American hypocrisy undermines our advocacy for ethnic minorities in China
U.S. politicians criticize China for adopting American assimilationism but also criticize Americans who question American assimilationism
U.S. politicians say it is wrong for Chinese Communist leaders to dictate to ethnic minorities how they should act and conform. But they also push domestic policies that dictate to racial minorities how they should act and conform. Is this morally inconsistent? Yes. Is it counter-productive? Yes too.
China’s policymakers have instituted a so-called “second generation ethnic policy.” Under this framework, authorities are dismantling previous PRC structures of regional and local autonomy and replacing them with policies aimed at eroding ethnic minorities’ language and identity. The goal of these policies is “ethnic fusion” (minzu ronghe, 民族融合), a term that “connotes the adoption of Han customs, institutions, and language by other ethnic groups.” A synonym is “assimilation.” Or as we were taught in American schools, the “melting pot.”
Interestingly, the United States was a model for China’s policy shift. A decade and a half ago, Chinese scholars analyzed the long-standing ethnic autonomy system in the PRC, which gave legal rights (on paper) for ethnic minorities, and concluded it failed to pacify Tibetans and Uyghurs, who had recently engaged in major protests. Their conclusion was that assimilation, which they saw as successful in the United States, India and Brazil, was the way to go.

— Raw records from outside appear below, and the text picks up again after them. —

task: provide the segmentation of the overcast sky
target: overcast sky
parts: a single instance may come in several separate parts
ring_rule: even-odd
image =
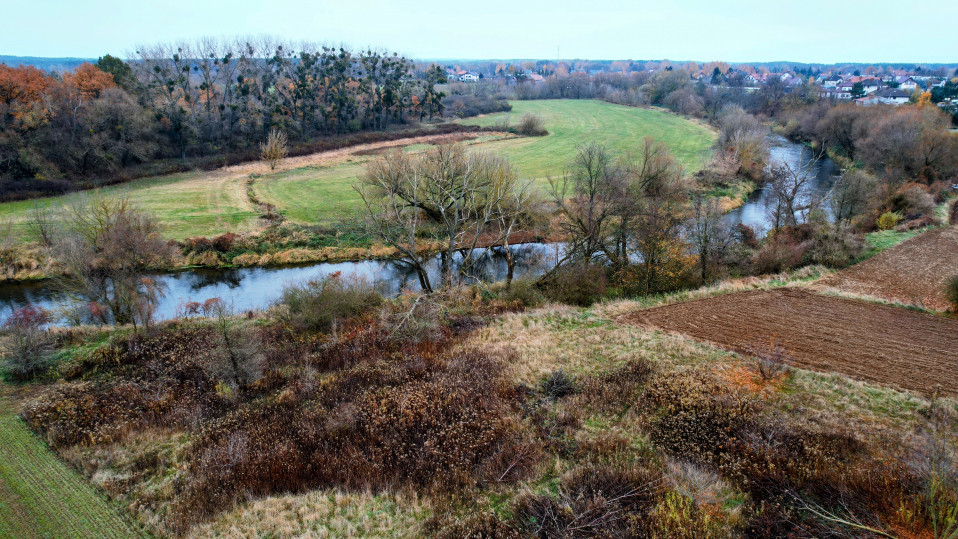
[[[0,7],[0,55],[125,55],[270,35],[413,58],[958,62],[958,1],[33,0]]]

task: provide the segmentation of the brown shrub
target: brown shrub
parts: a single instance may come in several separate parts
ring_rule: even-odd
[[[213,238],[211,243],[214,249],[221,253],[225,253],[233,248],[233,244],[236,243],[236,240],[238,240],[239,237],[240,236],[238,234],[227,232],[226,234]]]
[[[432,531],[436,539],[522,539],[525,537],[509,523],[503,522],[495,514],[483,511],[471,514],[464,520],[445,523]]]
[[[729,439],[745,428],[754,406],[704,372],[653,378],[643,395],[651,414],[649,436],[667,453],[716,464]]]
[[[534,537],[644,537],[661,483],[645,468],[581,466],[561,479],[556,497],[520,498],[515,519]]]
[[[593,264],[560,267],[541,283],[546,298],[580,307],[588,307],[605,295],[606,285],[605,269]]]
[[[652,373],[649,362],[632,360],[612,372],[587,378],[580,391],[582,402],[597,411],[620,413],[632,406]]]
[[[522,118],[519,119],[519,124],[516,125],[516,133],[529,137],[541,137],[549,134],[542,118],[529,113],[523,114]]]
[[[514,387],[477,351],[397,356],[287,387],[266,406],[209,424],[190,451],[180,525],[244,495],[343,486],[450,491],[507,480],[525,450]],[[521,459],[520,459],[521,460]]]
[[[370,312],[382,296],[368,281],[333,273],[283,289],[284,322],[300,330],[330,331],[344,319]]]
[[[66,371],[109,376],[50,390],[24,419],[54,447],[112,442],[147,426],[192,428],[227,409],[202,367],[213,340],[198,328],[132,335]]]
[[[945,297],[951,303],[951,312],[958,313],[958,275],[948,279],[945,283]]]

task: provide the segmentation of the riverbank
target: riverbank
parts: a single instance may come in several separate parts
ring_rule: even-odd
[[[154,268],[157,273],[178,273],[191,270],[231,270],[241,268],[283,269],[309,264],[343,264],[364,261],[385,261],[396,258],[399,251],[378,242],[369,245],[346,245],[324,247],[289,247],[265,252],[256,252],[244,249],[228,249],[220,251],[216,248],[216,238],[195,238],[192,243],[182,245],[183,249],[196,249],[202,245],[203,250],[181,252],[175,263],[169,267]],[[550,234],[545,230],[531,230],[516,232],[509,237],[509,245],[525,245],[530,243],[552,244],[564,241],[564,238]],[[498,241],[486,238],[476,243],[477,248],[486,249],[498,245]],[[472,242],[465,242],[463,248],[471,246]],[[423,255],[438,254],[445,249],[445,242],[421,240],[419,252]],[[18,247],[6,252],[0,252],[0,284],[15,285],[17,283],[37,283],[62,275],[52,257],[36,245]]]

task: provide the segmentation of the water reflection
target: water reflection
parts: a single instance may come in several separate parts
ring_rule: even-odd
[[[559,251],[557,251],[559,249]],[[552,267],[548,260],[552,254],[561,252],[561,247],[545,244],[523,244],[510,248],[516,261],[515,276],[539,275]],[[502,251],[479,250],[471,280],[503,280],[508,272],[506,256]],[[462,266],[463,255],[456,253],[452,260],[454,272]],[[435,256],[427,264],[429,279],[441,283],[443,263]],[[396,295],[404,290],[418,291],[419,278],[413,268],[397,261],[364,260],[359,262],[322,263],[286,268],[239,268],[227,270],[200,269],[160,274],[156,278],[165,286],[158,319],[175,317],[183,304],[189,301],[205,301],[221,298],[236,310],[263,309],[279,299],[288,283],[321,278],[333,273],[357,275],[374,283],[386,295]],[[56,310],[62,298],[50,282],[15,283],[0,285],[0,320],[24,305],[40,305]]]
[[[795,167],[814,159],[808,148],[790,143],[783,137],[772,136],[771,142],[773,162],[784,161]],[[815,164],[812,173],[814,178],[809,184],[810,192],[807,194],[824,197],[835,181],[837,167],[832,161],[823,159]],[[768,228],[767,208],[771,203],[770,198],[765,189],[760,189],[726,218],[733,225],[744,223],[763,233]],[[563,255],[563,246],[560,244],[524,244],[512,246],[510,250],[516,260],[515,277],[541,275],[552,268]],[[479,258],[470,273],[473,280],[498,281],[506,278],[508,265],[503,251],[483,250],[476,255]],[[462,253],[453,256],[450,262],[454,270],[461,267],[462,258]],[[441,275],[444,273],[442,268],[443,260],[440,256],[437,255],[429,261],[427,271],[432,283],[441,284]],[[210,298],[221,298],[241,311],[263,309],[279,298],[286,284],[336,272],[365,277],[387,295],[395,295],[403,290],[417,291],[420,288],[419,278],[413,268],[401,262],[386,260],[322,263],[287,268],[197,269],[157,276],[166,286],[166,294],[157,308],[157,317],[174,317],[184,303],[202,302]],[[55,309],[58,296],[49,282],[0,285],[0,320],[6,319],[13,309],[27,304]]]
[[[818,154],[807,146],[789,142],[780,135],[769,136],[769,160],[773,166],[788,163],[793,169],[809,166]],[[817,163],[812,165],[810,175],[811,181],[808,182],[804,192],[800,194],[801,198],[817,197],[823,201],[823,209],[829,211],[826,197],[835,184],[835,180],[840,174],[840,170],[835,162],[827,157],[823,157]],[[762,187],[756,189],[754,193],[742,206],[730,211],[726,215],[727,222],[735,226],[739,223],[752,227],[759,235],[768,232],[769,216],[768,210],[773,204],[771,190]]]

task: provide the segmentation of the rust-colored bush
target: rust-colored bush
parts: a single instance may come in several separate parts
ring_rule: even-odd
[[[578,264],[556,269],[542,283],[542,293],[552,301],[588,307],[605,295],[606,286],[602,266]]]
[[[582,383],[582,401],[607,413],[619,413],[632,406],[652,376],[653,368],[645,360],[632,360],[624,366]]]
[[[562,478],[556,497],[520,498],[515,518],[534,537],[645,537],[661,482],[645,468],[582,466]]]
[[[189,525],[246,494],[344,486],[450,491],[531,453],[515,388],[478,351],[366,361],[308,396],[293,384],[266,406],[210,423],[190,451],[177,508]]]
[[[237,239],[239,239],[238,234],[227,232],[226,234],[213,238],[211,243],[214,249],[221,253],[225,253],[233,248],[233,244],[236,243]]]

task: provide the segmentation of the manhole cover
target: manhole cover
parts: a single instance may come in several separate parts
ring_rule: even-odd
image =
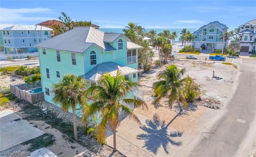
[[[246,122],[246,121],[245,121],[243,119],[238,119],[236,120],[236,121],[241,123],[245,123]]]

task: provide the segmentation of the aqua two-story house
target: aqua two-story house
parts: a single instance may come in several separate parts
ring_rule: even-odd
[[[34,46],[38,48],[44,99],[52,103],[52,84],[67,74],[82,76],[88,87],[98,84],[102,74],[115,76],[118,70],[138,81],[138,50],[142,47],[123,34],[78,27]],[[136,93],[131,91],[127,97],[134,98]]]
[[[1,55],[37,52],[33,45],[54,35],[53,30],[38,25],[0,25]]]
[[[220,35],[227,32],[228,28],[225,25],[218,21],[203,26],[193,33],[194,39],[191,45],[195,48],[199,48],[202,44],[204,44],[206,49],[222,49],[223,41],[220,39]],[[227,46],[228,40],[224,42],[226,46]]]

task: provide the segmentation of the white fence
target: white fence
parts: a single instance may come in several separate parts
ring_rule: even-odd
[[[38,52],[29,52],[22,54],[2,54],[1,53],[0,55],[0,60],[7,60],[8,57],[10,57],[11,59],[17,58],[24,58],[27,57],[28,56],[30,57],[37,57],[38,56]]]

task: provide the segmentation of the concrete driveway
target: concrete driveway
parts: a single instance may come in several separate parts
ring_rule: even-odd
[[[10,110],[0,111],[0,151],[44,133]]]

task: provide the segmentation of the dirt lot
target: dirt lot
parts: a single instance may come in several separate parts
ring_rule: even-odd
[[[199,131],[197,129],[198,121],[201,116],[204,113],[207,108],[212,108],[213,110],[221,109],[226,103],[228,102],[229,96],[231,96],[238,83],[236,78],[239,75],[238,69],[233,66],[223,65],[221,62],[204,61],[196,60],[174,60],[169,64],[174,64],[179,69],[185,68],[186,72],[184,76],[189,75],[192,78],[195,79],[195,81],[200,86],[202,91],[200,101],[196,101],[189,104],[188,111],[181,116],[178,116],[172,123],[171,127],[176,130],[183,131],[184,133],[196,135]],[[239,67],[238,67],[239,68]],[[144,99],[148,106],[148,110],[142,111],[139,109],[135,109],[135,111],[149,119],[152,119],[155,113],[158,113],[160,119],[165,120],[168,123],[170,121],[179,111],[178,107],[174,105],[171,109],[169,107],[166,99],[162,100],[160,104],[155,107],[153,103],[154,97],[152,85],[157,81],[157,76],[158,73],[165,68],[164,66],[160,68],[152,69],[147,74],[142,74],[139,79],[139,82],[141,85],[139,89],[144,92]],[[213,72],[214,71],[215,76],[220,79],[213,78]],[[15,81],[12,81],[15,77]],[[3,87],[8,87],[10,84],[17,84],[24,82],[21,77],[9,75],[0,76],[0,83]],[[83,147],[78,143],[69,142],[62,137],[61,133],[55,129],[46,129],[48,126],[43,121],[30,121],[33,124],[37,125],[38,128],[43,131],[54,135],[58,140],[56,143],[50,147],[50,150],[58,156],[66,156],[65,152],[70,153],[70,155],[75,155],[84,151]],[[124,152],[136,152],[137,155],[143,155],[144,156],[150,156],[147,153],[142,151],[139,148],[126,141],[123,139],[118,140],[122,141],[118,141],[118,143],[124,145],[124,150],[118,150],[121,153]],[[72,147],[71,147],[72,146]],[[75,147],[75,149],[72,148]],[[24,148],[23,148],[24,149]],[[130,151],[129,151],[130,149]],[[99,152],[98,156],[108,156],[110,155],[111,149],[105,147]],[[134,154],[125,154],[126,156],[136,156]],[[122,156],[117,153],[113,155],[116,156]]]

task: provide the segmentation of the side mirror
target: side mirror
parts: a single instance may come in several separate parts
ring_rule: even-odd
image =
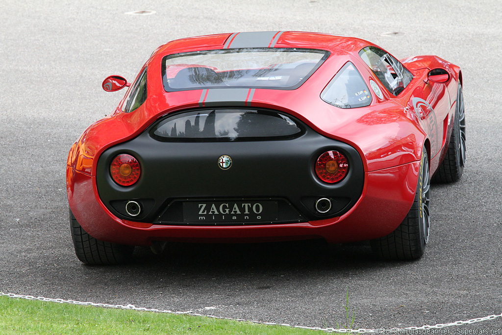
[[[444,84],[450,80],[450,74],[444,69],[438,68],[431,70],[427,75],[431,81]]]
[[[131,84],[127,82],[126,78],[120,76],[109,76],[103,80],[101,87],[107,92],[114,92],[121,89]]]

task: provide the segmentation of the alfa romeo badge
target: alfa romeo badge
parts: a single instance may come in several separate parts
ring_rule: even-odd
[[[218,166],[223,170],[229,169],[232,166],[232,159],[229,156],[223,155],[218,159]]]

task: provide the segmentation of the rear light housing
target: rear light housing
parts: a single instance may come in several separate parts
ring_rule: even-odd
[[[317,159],[315,172],[323,181],[333,183],[345,178],[348,167],[348,161],[343,154],[331,150],[326,151]]]
[[[111,161],[110,174],[113,181],[118,185],[129,186],[140,179],[141,167],[138,160],[133,156],[121,154]]]

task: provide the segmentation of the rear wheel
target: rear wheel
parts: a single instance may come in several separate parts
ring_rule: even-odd
[[[395,231],[371,241],[371,249],[384,259],[411,260],[422,257],[429,241],[429,159],[425,151],[422,155],[415,200],[406,217]]]
[[[462,86],[458,84],[453,130],[448,151],[433,178],[433,181],[451,183],[460,179],[465,165],[465,113]]]
[[[70,227],[75,253],[89,265],[123,264],[130,261],[134,247],[97,240],[84,230],[70,210]]]

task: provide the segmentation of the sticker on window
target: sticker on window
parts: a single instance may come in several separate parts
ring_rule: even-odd
[[[367,106],[371,95],[361,74],[348,62],[328,84],[321,98],[339,108],[357,108]]]

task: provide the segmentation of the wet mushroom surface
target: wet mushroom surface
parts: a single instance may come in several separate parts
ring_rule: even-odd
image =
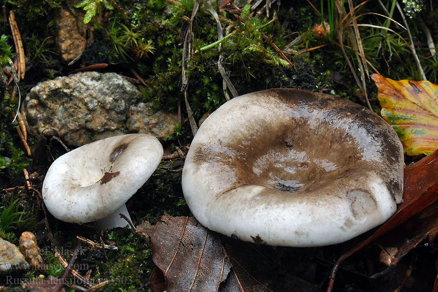
[[[182,189],[213,230],[274,245],[325,245],[394,214],[403,158],[395,132],[365,108],[268,90],[235,98],[207,118],[191,145]]]

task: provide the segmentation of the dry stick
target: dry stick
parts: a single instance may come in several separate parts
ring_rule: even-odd
[[[178,152],[178,155],[180,156],[183,160],[185,159],[185,156],[184,155],[184,153],[182,153],[182,151],[181,151],[181,149],[180,149],[180,147],[178,146],[175,146],[175,148],[176,149],[177,152]]]
[[[21,108],[22,109],[22,108]],[[23,136],[24,137],[24,141],[27,141],[27,130],[26,129],[26,123],[24,122],[24,119],[21,114],[18,112],[17,119],[18,120],[18,123],[20,124],[20,128],[21,128],[21,132],[23,133]]]
[[[421,75],[422,80],[427,80],[427,78],[426,78],[426,75],[424,74],[424,71],[423,71],[423,68],[421,67],[421,64],[420,62],[420,59],[418,58],[418,56],[417,55],[417,52],[415,51],[415,47],[414,46],[414,41],[412,40],[412,35],[411,35],[411,31],[410,30],[409,30],[409,27],[408,25],[407,21],[406,21],[406,18],[404,17],[404,14],[403,14],[403,11],[402,10],[402,7],[400,7],[399,3],[396,3],[396,5],[397,6],[397,9],[399,10],[399,12],[400,13],[400,15],[402,16],[402,18],[403,19],[403,22],[404,23],[404,26],[406,27],[406,29],[408,31],[408,35],[409,35],[409,40],[411,41],[411,43],[409,44],[409,48],[411,49],[411,51],[412,52],[412,54],[414,55],[414,58],[415,59],[415,63],[417,63],[417,66],[418,67],[418,70],[420,70],[420,74]]]
[[[421,27],[421,29],[423,30],[423,31],[424,32],[426,39],[427,40],[427,45],[429,46],[429,50],[430,51],[430,55],[434,58],[434,60],[436,61],[437,50],[435,49],[435,44],[434,43],[434,39],[432,38],[432,34],[430,33],[430,30],[429,29],[429,28],[427,27],[427,26],[426,25],[426,23],[424,23],[423,18],[420,16],[418,16],[417,19],[418,20],[419,23],[420,23],[420,27]]]
[[[73,253],[73,256],[72,257],[72,258],[70,259],[70,261],[69,261],[69,265],[67,266],[65,271],[64,271],[64,274],[62,274],[62,276],[61,277],[59,284],[55,287],[53,292],[59,292],[59,291],[61,291],[61,289],[62,288],[62,286],[64,285],[63,283],[65,282],[65,279],[67,279],[67,276],[69,275],[69,274],[73,269],[73,265],[74,264],[74,261],[76,260],[76,258],[79,255],[80,252],[79,250],[82,245],[82,242],[79,242],[76,246],[76,248],[74,249],[74,252]]]
[[[18,134],[18,136],[20,136],[20,139],[21,139],[21,143],[23,144],[24,148],[26,149],[26,152],[27,152],[27,155],[29,156],[32,156],[32,153],[31,152],[30,148],[29,147],[27,142],[26,142],[26,139],[24,138],[24,135],[23,134],[23,133],[21,132],[21,130],[20,129],[19,126],[17,126],[15,128],[17,130],[17,132]]]
[[[269,43],[269,44],[270,44],[271,46],[273,48],[274,48],[274,49],[275,50],[275,51],[276,51],[276,52],[280,55],[282,58],[283,58],[284,60],[286,60],[288,62],[288,63],[289,63],[289,65],[291,65],[291,67],[293,67],[293,64],[292,64],[292,63],[291,62],[291,60],[289,60],[289,58],[288,58],[286,56],[286,55],[284,55],[284,53],[283,53],[283,51],[280,50],[280,49],[278,48],[278,47],[277,47],[275,44],[274,43],[272,39],[269,39],[268,36],[267,36],[266,35],[264,34],[262,35],[262,36],[264,39],[266,39],[268,41],[268,42]]]
[[[94,69],[97,69],[99,68],[104,68],[108,67],[108,64],[106,63],[100,63],[99,64],[93,64],[93,65],[91,65],[90,66],[87,66],[84,67],[82,67],[81,68],[79,68],[78,69],[76,69],[75,70],[73,70],[73,71],[70,71],[68,73],[67,73],[67,75],[70,75],[70,74],[73,74],[73,73],[76,73],[77,72],[80,72],[81,71],[87,71],[88,70],[94,70]]]
[[[9,11],[9,23],[11,25],[11,30],[12,32],[12,37],[14,38],[14,43],[15,45],[15,51],[18,60],[17,66],[16,67],[17,71],[18,80],[20,79],[24,79],[24,73],[26,69],[26,61],[24,59],[24,50],[23,50],[23,43],[21,41],[21,36],[20,32],[18,31],[18,26],[15,21],[15,15],[14,11]]]
[[[26,186],[27,187],[28,189],[31,189],[32,186],[29,180],[29,172],[27,172],[27,169],[23,168],[23,173],[24,174],[24,179],[26,180]]]
[[[143,79],[143,78],[142,78],[142,77],[138,74],[138,73],[135,72],[135,70],[134,70],[132,68],[131,68],[131,72],[134,75],[135,75],[135,77],[137,78],[137,79],[138,79],[139,81],[141,82],[142,84],[144,85],[145,87],[149,87],[149,85],[146,84],[146,82],[145,82],[145,80]]]
[[[336,4],[336,8],[338,10],[338,13],[339,13],[339,15],[342,17],[343,16],[343,7],[340,5],[340,4],[339,4],[337,1],[335,3]],[[342,52],[342,54],[344,55],[344,57],[346,61],[347,61],[347,64],[348,64],[348,67],[350,68],[350,70],[351,71],[351,73],[353,73],[353,76],[354,77],[354,80],[355,81],[356,81],[356,83],[358,85],[358,86],[359,87],[361,90],[363,91],[362,89],[362,83],[361,83],[359,77],[358,77],[357,75],[356,74],[356,72],[354,70],[354,68],[353,67],[353,65],[350,61],[350,59],[348,58],[348,55],[347,55],[347,52],[345,51],[345,47],[344,45],[344,28],[342,26],[339,27],[338,28],[337,33],[338,34],[338,40],[339,41],[339,44],[341,47],[341,51]]]
[[[168,155],[163,155],[163,157],[161,159],[163,160],[166,159],[175,159],[175,158],[178,158],[180,157],[180,154],[178,153],[176,153],[169,154]],[[12,189],[14,189],[14,188],[12,188]]]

And official policy followed suit.
As implemented under Xi Jinping, this assimilationist approach has been adjacent if not synonymous to "sinicization” polices, which refers to efforts to coopt religions, cultures, and education not only to justify the policies of the ruling Communist Party, but also to coerce minorities into conformity with the majority Han.
Sinicization and majoritarian social control of ethnic minorities is manifested in the end of Mongolian language instruction in Southern (Inner) Mongolia, creation of colonial boarding schools for Tibetan children and, most gravely, the concentration camps and forced labor of Uyghurs and other Turkic Muslims, which has been labeled as crimes against humanity and genocide.
U.S. lawmakers have responded to this assimilationist push with outrage and action. Policy and bipartisan legislation followed, including the landmark Uyghur Forced Labor Prevention Act. You might conclude that there was a consensus in Washington to stand up for the agency of ethnic/racial minorities. But you would be wrong.
Likewise, in the United State there has been questioning of long-standing assumptions about assimilation – the notion that racial tension will go away when racial minorities have adopted (or forced to conform to) the cultural norms of the White majority.
Building on previous generations of reformers and activists, modern lines of research and advocacy reject the notion that racism can be waved away by “color-blind” thinking because of the structural racism embedded in our political economy. Such analysis is represented by the interdisciplinary academic field of critical race theory, the contributors to the 1619 Project, and works such as Ibram Kendi’s Stamped from the Beginning. The George Floyd racial justice protests forced a reckoning for Americans with (yet more) evidence of institutional racism.
And yet this reckoning faces a backlash from conservative and reactionary politicians reflexively siding with the institutions within which such racism had implanted itself. Summarily rejecting the notion of structural racism, they turned “CRT,” “DEI” and “woke” into virtue-signaling slogans in defense of racial hierarchy.
And they have gone further. Using the power of state, politicians in Tallahassee, Austin, Montgomery and elsewhere have acted to stop policies designed to address structural racism and even prevent the teaching of history other than that meets the approval of the ethnic majority.
In loud echoes of the way Communist Party officials attack policies they don’t like as “hurting the feelings of the Chinese people,” these reactionary politicians attack anti-racism policies by saying they make White people uncomfortable or “shamed because of their race.” Yet more evidence of an ideological convergence.
So, what we have are American conservatives who simultaneously criticize the CCP for adopting American-style “ethnic fusion” of assimilation under Han majoritarianism and also criticize fellow Americans who reject American-style “ethnic fusion” of assimilation under White majoritarianism.
Does this make sense? Not logically. Or intellectually. But it might if your politics is defined by the things you oppose, like ChiComs and the woke mob.
My point is this: the effectiveness of U.S. advocacy for the rights of ethnic minorities (Uyghurs, Tibetans and Southern Mongolians) in China will be hindered if the leaders and people of China, and the rest of the world, see the American position as politically-motivated rather than morally-based. And it will lack a moral basis as long as U.S. politicians act like CCP officials by denying agency to ethnic/racial minorities in order to perpetuate majoritarian hierarchies.